Epidural Analgesia — Epidural analgesia, sometimes called an epidural block, causes some loss of feeling in the lower areas of your body, yet you remain awake and alert. An epidural block may be given soon after your contractions start, or later as your labor progresses. An epidural block with more or stronger medications (anesthetics, not analgesics) can be used for a cesarean delivery or if vaginal birth requires the help of forceps or vacuum extraction. Your doctors will work with you to determine the proper time to give the epidural.
An epidural block is given in the lower back into a small area (the epidural space) below the spinal cord. You will be asked to sit or lie on your side with your back curved outward and to stay this way until the procedure is completed. You can move when it’s done, but you probably will not be allowed to walk around.
Spinal Block — A spinal block—like an epidural block—is an injection in the lower back. While you sit or lie on your side in bed, a small amount of medication is injected into the spinal fluid to numb the lower half of the body. It brings good relief from pain and starts working fast, but it lasts only an hour or two.
A spinal block can be given using a much thinner needle in the same place on the back where an epidural block is placed. The spinal block uses a much smaller dose of the drug, and it is injected into the sac of spinal fluid below the level of the spinal cord. Once this drug is injected, pain relief occurs right away.
A spinal block usually is given only once during labor, so it is best suited for pain relief during delivery. A spinal block with a much stronger medication (anesthetic, not analgesic) is often used for a cesarean delivery. It also can be used in a vaginal birth if the baby needs to be helped out of the birth canal with forceps or by vacuum extraction. Spinal block can cause the same side effects as epidural block, and these side effects are treated in the same way.
Combined Spinal–Epidural Block — A combined spinal–epidural block has the benefits of both types of pain relief. The spinal part helps provide pain relief right away. Drugs given through the epidural provide pain relief throughout labor. This type of pain relief is injected into the spinal fluid and into the space below the spinal cord. Some women may be able to walk around after the block is in place. For this reason this method sometimes is called the “walking epidural.”
General anesthetics are medications that make you lose consciousness. If you have general anesthesia, you are not awake and you feel no pain. General anesthesia often is used when a regional block anesthetic is not possible or is not the best choice for medical or other reasons. It can be started quickly and causes a rapid loss of consciousness. Therefore, it is often used when an urgent cesarean delivery is needed.
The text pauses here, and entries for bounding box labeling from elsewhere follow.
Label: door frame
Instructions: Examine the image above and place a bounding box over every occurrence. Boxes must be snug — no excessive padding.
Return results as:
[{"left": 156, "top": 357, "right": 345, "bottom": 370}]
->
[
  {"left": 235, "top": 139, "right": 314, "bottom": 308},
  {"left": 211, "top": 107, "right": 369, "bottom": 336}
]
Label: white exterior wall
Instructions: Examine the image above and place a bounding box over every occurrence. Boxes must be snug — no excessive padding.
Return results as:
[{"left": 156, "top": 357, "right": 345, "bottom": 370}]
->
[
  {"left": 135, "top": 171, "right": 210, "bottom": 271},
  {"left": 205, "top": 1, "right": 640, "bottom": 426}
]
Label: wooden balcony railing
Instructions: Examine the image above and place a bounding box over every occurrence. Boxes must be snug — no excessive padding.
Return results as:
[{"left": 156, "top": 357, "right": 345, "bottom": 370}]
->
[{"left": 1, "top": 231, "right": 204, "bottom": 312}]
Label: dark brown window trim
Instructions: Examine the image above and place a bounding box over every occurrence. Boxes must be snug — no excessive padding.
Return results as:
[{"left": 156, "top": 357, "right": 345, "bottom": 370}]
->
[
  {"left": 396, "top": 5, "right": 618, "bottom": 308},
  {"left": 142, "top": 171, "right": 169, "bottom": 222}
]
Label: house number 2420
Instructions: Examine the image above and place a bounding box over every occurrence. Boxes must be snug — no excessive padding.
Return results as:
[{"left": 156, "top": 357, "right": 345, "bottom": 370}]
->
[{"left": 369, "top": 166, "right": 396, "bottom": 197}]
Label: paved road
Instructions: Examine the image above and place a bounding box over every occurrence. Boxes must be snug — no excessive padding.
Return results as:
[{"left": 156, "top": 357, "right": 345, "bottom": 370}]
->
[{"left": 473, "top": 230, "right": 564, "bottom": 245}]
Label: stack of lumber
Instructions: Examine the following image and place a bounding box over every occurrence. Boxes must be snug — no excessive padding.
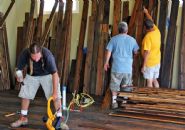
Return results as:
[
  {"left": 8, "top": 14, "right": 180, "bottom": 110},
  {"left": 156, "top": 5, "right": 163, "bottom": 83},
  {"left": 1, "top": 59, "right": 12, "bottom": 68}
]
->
[{"left": 110, "top": 88, "right": 185, "bottom": 124}]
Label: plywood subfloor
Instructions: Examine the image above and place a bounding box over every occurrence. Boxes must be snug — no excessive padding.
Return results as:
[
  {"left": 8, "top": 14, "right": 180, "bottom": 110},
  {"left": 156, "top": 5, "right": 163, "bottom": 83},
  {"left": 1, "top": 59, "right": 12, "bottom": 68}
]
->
[{"left": 0, "top": 90, "right": 185, "bottom": 130}]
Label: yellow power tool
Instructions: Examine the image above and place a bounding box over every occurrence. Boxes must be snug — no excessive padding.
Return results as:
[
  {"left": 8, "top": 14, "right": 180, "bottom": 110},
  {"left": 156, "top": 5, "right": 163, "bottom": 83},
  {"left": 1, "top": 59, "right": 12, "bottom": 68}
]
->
[{"left": 43, "top": 97, "right": 60, "bottom": 130}]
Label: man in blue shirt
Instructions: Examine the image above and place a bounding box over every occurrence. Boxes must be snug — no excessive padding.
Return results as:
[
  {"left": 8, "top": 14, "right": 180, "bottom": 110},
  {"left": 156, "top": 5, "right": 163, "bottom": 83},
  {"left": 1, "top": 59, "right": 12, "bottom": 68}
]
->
[{"left": 104, "top": 22, "right": 139, "bottom": 109}]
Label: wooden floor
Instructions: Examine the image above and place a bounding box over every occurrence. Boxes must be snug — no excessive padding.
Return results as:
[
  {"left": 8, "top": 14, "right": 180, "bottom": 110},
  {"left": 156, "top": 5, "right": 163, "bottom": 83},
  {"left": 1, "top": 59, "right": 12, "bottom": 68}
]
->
[{"left": 0, "top": 90, "right": 185, "bottom": 130}]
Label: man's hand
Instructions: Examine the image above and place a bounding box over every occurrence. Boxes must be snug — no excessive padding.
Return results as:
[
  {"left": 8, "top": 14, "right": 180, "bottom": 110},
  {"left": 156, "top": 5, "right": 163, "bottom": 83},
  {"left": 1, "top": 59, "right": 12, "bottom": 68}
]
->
[
  {"left": 143, "top": 7, "right": 148, "bottom": 14},
  {"left": 104, "top": 63, "right": 110, "bottom": 71}
]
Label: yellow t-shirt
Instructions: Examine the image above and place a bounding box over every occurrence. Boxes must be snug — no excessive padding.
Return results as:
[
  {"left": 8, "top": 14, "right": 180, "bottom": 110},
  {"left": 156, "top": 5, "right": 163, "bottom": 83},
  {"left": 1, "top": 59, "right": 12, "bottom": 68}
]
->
[{"left": 142, "top": 25, "right": 161, "bottom": 67}]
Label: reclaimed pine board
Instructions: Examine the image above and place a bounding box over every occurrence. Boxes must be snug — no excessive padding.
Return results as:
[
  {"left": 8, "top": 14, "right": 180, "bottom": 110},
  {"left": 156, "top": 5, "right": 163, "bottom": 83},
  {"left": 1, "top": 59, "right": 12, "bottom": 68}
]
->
[
  {"left": 178, "top": 2, "right": 185, "bottom": 89},
  {"left": 34, "top": 0, "right": 44, "bottom": 43},
  {"left": 122, "top": 1, "right": 129, "bottom": 22},
  {"left": 61, "top": 0, "right": 73, "bottom": 86},
  {"left": 128, "top": 0, "right": 142, "bottom": 36},
  {"left": 73, "top": 0, "right": 89, "bottom": 93},
  {"left": 83, "top": 16, "right": 95, "bottom": 94},
  {"left": 161, "top": 0, "right": 179, "bottom": 88},
  {"left": 90, "top": 0, "right": 104, "bottom": 94},
  {"left": 40, "top": 0, "right": 58, "bottom": 46},
  {"left": 112, "top": 0, "right": 121, "bottom": 36},
  {"left": 158, "top": 0, "right": 168, "bottom": 82}
]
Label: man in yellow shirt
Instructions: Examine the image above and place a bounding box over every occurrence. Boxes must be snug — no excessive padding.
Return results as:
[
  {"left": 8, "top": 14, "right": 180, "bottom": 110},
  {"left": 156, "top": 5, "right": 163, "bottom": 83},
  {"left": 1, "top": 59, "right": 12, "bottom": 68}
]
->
[{"left": 141, "top": 8, "right": 161, "bottom": 88}]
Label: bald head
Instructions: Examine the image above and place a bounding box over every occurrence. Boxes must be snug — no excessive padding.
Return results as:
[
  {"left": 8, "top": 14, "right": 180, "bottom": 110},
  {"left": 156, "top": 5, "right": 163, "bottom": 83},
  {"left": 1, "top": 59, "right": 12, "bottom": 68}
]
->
[{"left": 118, "top": 22, "right": 128, "bottom": 33}]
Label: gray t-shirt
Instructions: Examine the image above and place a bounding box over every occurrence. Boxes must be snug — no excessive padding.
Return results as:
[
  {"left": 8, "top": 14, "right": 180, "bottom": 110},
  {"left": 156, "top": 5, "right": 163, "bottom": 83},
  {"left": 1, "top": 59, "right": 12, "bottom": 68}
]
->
[
  {"left": 17, "top": 47, "right": 57, "bottom": 76},
  {"left": 106, "top": 34, "right": 139, "bottom": 74}
]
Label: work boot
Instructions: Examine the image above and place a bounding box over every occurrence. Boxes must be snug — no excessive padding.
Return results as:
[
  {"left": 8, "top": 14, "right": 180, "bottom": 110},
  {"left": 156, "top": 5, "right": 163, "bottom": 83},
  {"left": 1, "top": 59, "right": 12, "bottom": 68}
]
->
[
  {"left": 112, "top": 102, "right": 118, "bottom": 109},
  {"left": 10, "top": 115, "right": 28, "bottom": 128}
]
Anesthesia for Cesarean Births
Whether you have general, spinal or epidural anesthesia for a cesarean birth will depend on your health and that of your baby. It also depends on why the cesarean delivery is being done. In emergencies or when bleeding occurs, general anesthesia may be needed. If you already have an epidural catheter in place and then need a cesarean delivery, most of the time your anesthesiologist will be able to inject a much stronger drug through the same catheter to increase your pain relief. This will numb the entire abdomen for the surgery. Although there is no pain, there may be a feeling of pressure.